(TheNicheReport) -- Of all the lessons learned during the Great Depression of the 1930s, the Federal Home Loan Bank Act of 1932 stands as one of the most powerful examples of efficient government intervention during a time of economic crisis. The system of 12 Federal Home Loan Banks, from which Fannie Mae and Freddie Mac emerged, have provided funding for residential mortgage loans for the last eight decades –in addition to keeping the cost of home ownership within reasonable levels.
The foreclosure crisis during the Great Depression was of a greater magnitude in comparison to the avalanche of foreclosures that have piled up since around 2007. By the time the Federal Home Loan Bank Act was passed, the rate of foreclosures in the United States was about a thousand a day. At the time the radical interventionist legislation was passed, bankers criticized the federal government’s measure as being egregious and arbitrary.

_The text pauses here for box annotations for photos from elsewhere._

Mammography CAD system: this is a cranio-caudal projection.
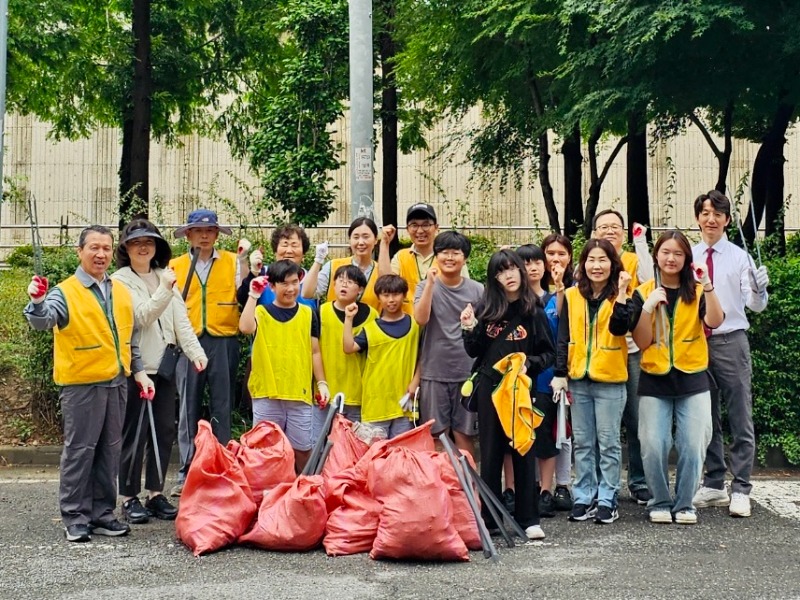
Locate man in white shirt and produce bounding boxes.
[692,190,769,517]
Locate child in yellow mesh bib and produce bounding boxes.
[342,275,420,439]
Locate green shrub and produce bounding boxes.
[748,257,800,464]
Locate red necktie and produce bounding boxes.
[703,248,714,337]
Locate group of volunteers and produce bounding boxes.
[25,191,769,542]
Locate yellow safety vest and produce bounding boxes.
[247,304,313,404]
[169,250,239,337]
[325,258,381,314]
[53,275,133,385]
[361,319,419,423]
[636,279,708,375]
[397,248,436,318]
[319,302,378,406]
[565,287,628,383]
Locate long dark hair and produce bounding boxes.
[541,233,575,289]
[653,229,697,304]
[578,238,622,300]
[478,250,539,322]
[115,219,172,269]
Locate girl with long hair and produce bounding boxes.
[633,230,725,525]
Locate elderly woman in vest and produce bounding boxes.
[633,231,725,525]
[112,219,208,523]
[550,239,631,524]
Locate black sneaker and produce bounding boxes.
[64,523,92,542]
[631,488,653,506]
[553,485,572,510]
[144,494,178,521]
[569,503,597,521]
[594,506,619,525]
[539,490,556,519]
[122,496,150,524]
[89,519,131,537]
[503,488,516,515]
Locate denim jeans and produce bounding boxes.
[569,379,627,508]
[639,392,711,512]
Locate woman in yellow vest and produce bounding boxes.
[550,239,631,524]
[302,217,380,311]
[633,231,725,525]
[461,250,554,539]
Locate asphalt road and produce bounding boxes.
[0,468,800,600]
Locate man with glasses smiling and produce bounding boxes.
[592,209,653,505]
[378,202,469,315]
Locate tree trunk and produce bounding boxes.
[539,131,561,233]
[714,102,733,194]
[561,123,583,236]
[742,103,794,254]
[119,0,153,225]
[626,113,650,241]
[378,0,399,254]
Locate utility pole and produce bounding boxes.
[348,0,375,220]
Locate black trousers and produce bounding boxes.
[119,375,178,496]
[475,376,539,528]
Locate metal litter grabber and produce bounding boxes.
[301,392,344,475]
[439,433,500,562]
[465,461,528,541]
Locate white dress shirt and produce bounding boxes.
[692,234,769,335]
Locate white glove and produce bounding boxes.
[550,377,569,392]
[133,371,156,400]
[248,275,269,300]
[314,242,328,264]
[750,265,769,294]
[28,275,50,304]
[250,249,264,277]
[158,267,178,291]
[314,381,331,408]
[642,287,667,315]
[236,238,253,259]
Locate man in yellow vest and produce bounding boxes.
[378,202,469,316]
[592,209,653,505]
[24,225,155,542]
[170,209,247,496]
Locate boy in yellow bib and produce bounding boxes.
[312,264,378,440]
[342,275,420,439]
[239,260,330,473]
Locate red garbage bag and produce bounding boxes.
[429,450,482,550]
[368,447,469,561]
[239,475,328,552]
[175,421,256,556]
[228,421,296,505]
[323,421,434,556]
[322,414,369,480]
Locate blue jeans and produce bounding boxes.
[569,379,627,508]
[639,392,711,512]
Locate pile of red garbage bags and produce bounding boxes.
[175,415,481,561]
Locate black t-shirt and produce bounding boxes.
[632,288,711,398]
[264,304,319,339]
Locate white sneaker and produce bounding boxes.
[692,486,731,508]
[728,492,750,517]
[650,508,672,523]
[525,525,544,540]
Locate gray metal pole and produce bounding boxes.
[350,0,375,220]
[0,0,8,198]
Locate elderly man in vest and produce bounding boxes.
[24,225,155,542]
[170,209,248,496]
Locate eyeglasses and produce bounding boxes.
[437,250,464,258]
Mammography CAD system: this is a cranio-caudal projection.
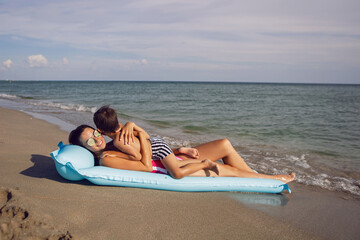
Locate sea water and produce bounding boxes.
[0,81,360,195]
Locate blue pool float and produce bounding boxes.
[50,142,290,193]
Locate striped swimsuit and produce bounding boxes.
[149,137,182,174]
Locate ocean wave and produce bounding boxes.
[248,153,360,196]
[30,101,97,113]
[0,93,19,99]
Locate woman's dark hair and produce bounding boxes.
[69,124,103,166]
[69,124,95,147]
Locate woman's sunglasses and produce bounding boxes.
[86,130,101,147]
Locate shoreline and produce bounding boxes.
[0,107,360,239]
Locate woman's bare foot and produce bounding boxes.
[276,172,296,183]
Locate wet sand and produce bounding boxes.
[0,108,360,239]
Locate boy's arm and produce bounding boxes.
[101,133,152,172]
[114,133,142,161]
[119,122,150,144]
[139,132,152,172]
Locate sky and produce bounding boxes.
[0,0,360,84]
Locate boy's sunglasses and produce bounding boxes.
[86,130,101,147]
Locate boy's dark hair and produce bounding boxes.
[94,105,119,132]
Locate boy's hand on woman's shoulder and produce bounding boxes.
[119,122,135,145]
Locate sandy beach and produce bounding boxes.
[0,108,360,240]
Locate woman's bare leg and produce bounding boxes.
[180,139,254,172]
[189,163,295,183]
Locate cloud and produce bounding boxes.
[27,54,49,67]
[63,57,69,65]
[3,59,14,69]
[139,58,148,65]
[0,0,360,81]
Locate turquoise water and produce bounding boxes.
[0,81,360,194]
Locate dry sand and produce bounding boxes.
[0,108,360,240]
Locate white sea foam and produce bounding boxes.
[0,93,19,99]
[30,101,97,113]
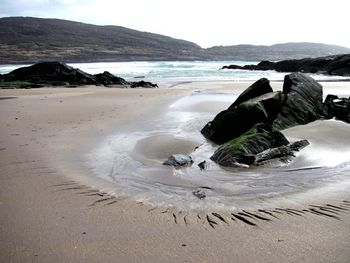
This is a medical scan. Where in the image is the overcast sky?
[0,0,350,47]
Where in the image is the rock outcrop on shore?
[201,73,350,167]
[0,61,158,88]
[222,54,350,76]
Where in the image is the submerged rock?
[201,73,329,145]
[192,189,207,200]
[210,124,289,167]
[201,73,330,167]
[163,154,193,168]
[94,71,130,86]
[198,160,208,170]
[254,140,310,165]
[131,80,158,88]
[230,78,273,108]
[325,95,350,123]
[272,73,327,130]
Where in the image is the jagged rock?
[210,124,289,167]
[230,78,273,108]
[272,73,326,130]
[201,73,326,144]
[0,62,158,88]
[94,71,130,86]
[131,80,158,88]
[192,189,206,200]
[201,80,285,144]
[163,154,193,168]
[3,62,97,84]
[198,160,208,170]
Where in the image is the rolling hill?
[0,17,350,64]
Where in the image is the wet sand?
[0,82,350,262]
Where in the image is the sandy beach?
[0,82,350,262]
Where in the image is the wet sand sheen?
[87,84,350,209]
[0,83,350,262]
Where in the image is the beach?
[0,81,350,262]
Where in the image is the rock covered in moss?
[210,124,289,167]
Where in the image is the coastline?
[0,82,350,262]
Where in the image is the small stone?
[163,154,193,168]
[198,160,208,170]
[192,189,206,200]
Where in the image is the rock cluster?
[201,73,350,167]
[0,62,158,88]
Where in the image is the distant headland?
[0,17,350,64]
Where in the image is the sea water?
[0,61,344,87]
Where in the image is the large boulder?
[94,71,130,86]
[4,62,97,84]
[0,62,158,88]
[222,54,350,76]
[273,73,325,130]
[201,79,285,144]
[201,73,330,167]
[210,124,289,167]
[324,94,350,123]
[230,78,273,108]
[130,80,158,88]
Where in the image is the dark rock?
[163,154,193,168]
[94,71,130,86]
[323,94,339,119]
[230,78,273,108]
[272,73,325,130]
[333,98,350,123]
[3,62,135,88]
[288,140,310,152]
[210,124,289,167]
[131,80,158,88]
[254,140,310,165]
[198,160,208,170]
[201,79,285,144]
[201,98,268,144]
[3,62,97,84]
[192,189,206,200]
[223,54,350,76]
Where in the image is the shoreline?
[0,83,350,262]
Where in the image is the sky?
[0,0,350,48]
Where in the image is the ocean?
[0,61,343,87]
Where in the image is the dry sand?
[0,83,350,262]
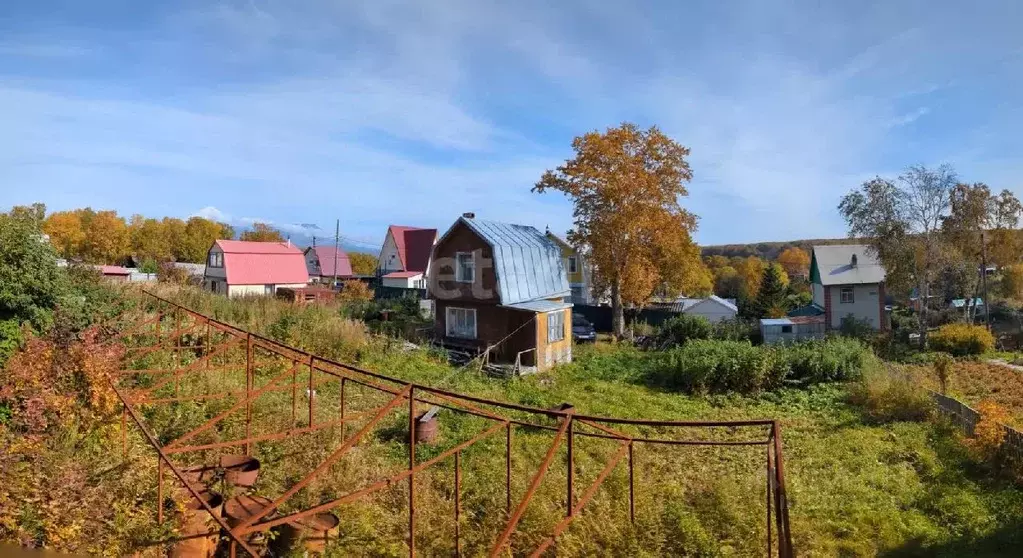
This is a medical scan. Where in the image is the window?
[547,310,565,343]
[445,308,476,339]
[454,252,476,283]
[842,287,855,304]
[209,252,224,267]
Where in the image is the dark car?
[572,314,596,343]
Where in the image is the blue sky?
[0,0,1023,244]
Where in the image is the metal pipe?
[629,440,636,525]
[408,387,415,557]
[309,355,316,426]
[565,417,575,517]
[504,423,512,514]
[454,452,461,557]
[490,410,571,558]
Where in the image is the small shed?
[760,315,825,345]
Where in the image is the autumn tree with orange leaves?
[533,123,711,337]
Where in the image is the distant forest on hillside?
[700,239,861,261]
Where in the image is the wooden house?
[429,214,572,372]
[203,241,309,297]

The Birth of Mortgage-Backed Securities
It is interesting to note that Federal Home Loan Bank were pioneers of mortgage securitization, particularly since the reckless creation and trading of these debt instruments were at heart of the financial meltdown in 2008. In 1932, the federal banks provided funding for residential construction firms that also acted as lenders. Mortgages written in good faith were accepted as collateral and then sold to investors as securities.

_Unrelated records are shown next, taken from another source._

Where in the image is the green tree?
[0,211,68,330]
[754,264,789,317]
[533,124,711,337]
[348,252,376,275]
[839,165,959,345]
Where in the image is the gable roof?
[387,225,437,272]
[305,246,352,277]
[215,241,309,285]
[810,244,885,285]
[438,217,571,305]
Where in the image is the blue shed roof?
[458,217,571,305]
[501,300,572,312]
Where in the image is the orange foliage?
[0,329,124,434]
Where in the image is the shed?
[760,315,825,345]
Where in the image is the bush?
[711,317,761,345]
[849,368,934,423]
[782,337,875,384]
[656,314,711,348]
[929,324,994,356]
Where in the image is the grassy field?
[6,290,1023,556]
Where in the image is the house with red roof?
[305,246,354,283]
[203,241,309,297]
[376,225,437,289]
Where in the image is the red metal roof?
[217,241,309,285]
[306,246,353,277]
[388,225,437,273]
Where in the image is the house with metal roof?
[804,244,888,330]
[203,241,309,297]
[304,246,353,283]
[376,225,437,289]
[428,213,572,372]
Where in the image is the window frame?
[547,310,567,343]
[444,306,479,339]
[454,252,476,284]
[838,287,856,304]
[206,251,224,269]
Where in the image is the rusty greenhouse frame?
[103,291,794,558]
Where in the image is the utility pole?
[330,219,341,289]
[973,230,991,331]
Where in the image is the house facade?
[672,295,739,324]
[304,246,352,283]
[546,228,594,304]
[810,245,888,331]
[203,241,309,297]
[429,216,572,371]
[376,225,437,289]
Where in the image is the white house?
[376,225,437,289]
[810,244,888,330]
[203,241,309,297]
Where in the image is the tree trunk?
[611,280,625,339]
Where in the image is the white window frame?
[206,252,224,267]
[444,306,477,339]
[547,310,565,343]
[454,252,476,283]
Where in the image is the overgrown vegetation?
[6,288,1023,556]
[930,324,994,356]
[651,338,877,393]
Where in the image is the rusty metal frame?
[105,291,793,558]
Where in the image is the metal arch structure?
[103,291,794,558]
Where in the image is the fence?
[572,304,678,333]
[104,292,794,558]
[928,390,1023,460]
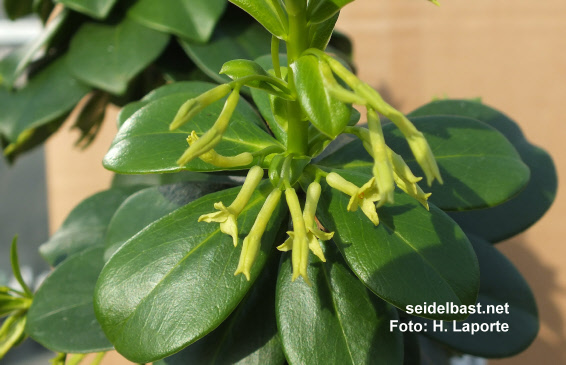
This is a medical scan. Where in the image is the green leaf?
[307,0,354,24]
[4,113,70,163]
[291,56,350,138]
[155,252,285,365]
[220,60,293,100]
[276,242,403,365]
[317,170,479,319]
[309,13,339,51]
[320,116,529,210]
[26,247,112,353]
[67,18,169,95]
[0,57,89,142]
[103,82,278,174]
[179,10,271,83]
[72,90,110,149]
[95,181,286,363]
[112,171,239,187]
[0,8,69,89]
[118,82,215,129]
[251,54,287,145]
[55,0,117,19]
[104,182,229,261]
[220,60,269,80]
[230,0,287,38]
[413,235,539,358]
[411,100,558,243]
[39,186,140,266]
[4,0,33,20]
[128,0,226,43]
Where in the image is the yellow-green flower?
[198,166,263,247]
[326,172,381,226]
[234,188,281,281]
[177,88,240,166]
[277,181,334,270]
[187,131,254,167]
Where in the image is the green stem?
[271,36,282,79]
[285,0,309,155]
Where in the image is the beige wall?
[42,0,566,365]
[338,0,566,365]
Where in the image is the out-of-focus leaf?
[103,82,279,174]
[411,100,558,243]
[54,0,117,19]
[128,0,227,43]
[319,116,529,210]
[180,10,271,83]
[0,57,89,142]
[26,247,112,353]
[39,186,141,266]
[230,0,287,38]
[317,170,479,319]
[67,18,169,95]
[0,9,69,89]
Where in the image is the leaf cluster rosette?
[0,0,556,364]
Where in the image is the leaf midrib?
[116,195,263,338]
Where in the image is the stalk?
[285,0,309,155]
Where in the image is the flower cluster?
[170,49,442,282]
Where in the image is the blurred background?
[0,0,566,365]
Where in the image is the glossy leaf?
[112,171,242,187]
[67,18,169,95]
[230,0,287,38]
[317,170,479,319]
[72,90,110,149]
[3,0,33,20]
[252,54,287,145]
[220,60,269,79]
[103,82,278,174]
[180,10,271,83]
[276,242,403,365]
[26,247,112,353]
[291,56,350,138]
[0,57,89,142]
[104,182,229,261]
[39,186,140,266]
[55,0,117,19]
[0,9,69,89]
[155,252,285,365]
[320,116,529,210]
[411,100,557,243]
[307,0,354,24]
[128,0,226,43]
[118,82,208,128]
[413,236,539,358]
[95,181,286,363]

Securitization of mortgage-backed debt was solely within the purview of the newly created institutions in the wake of the Great Depression. They managed to create cash flow at a time when the U.S. housing industry had thoroughly collapsed. In a historic move that would be repeated in late 2008, a mortgage moratorium was called by the chairman of the new federal banks.
The passing of the Federal Home Loan Bank Act shows that government intervention in real estate and mortgage matters can be leveraged to alleviate an ailing system. For this reason, current discussion about the Federal Housing Administration (FHA) and its need to tap a credit line from the Treasury in order to stay afloat should include a look back at the policies enacted and measures taken during the Great Depression.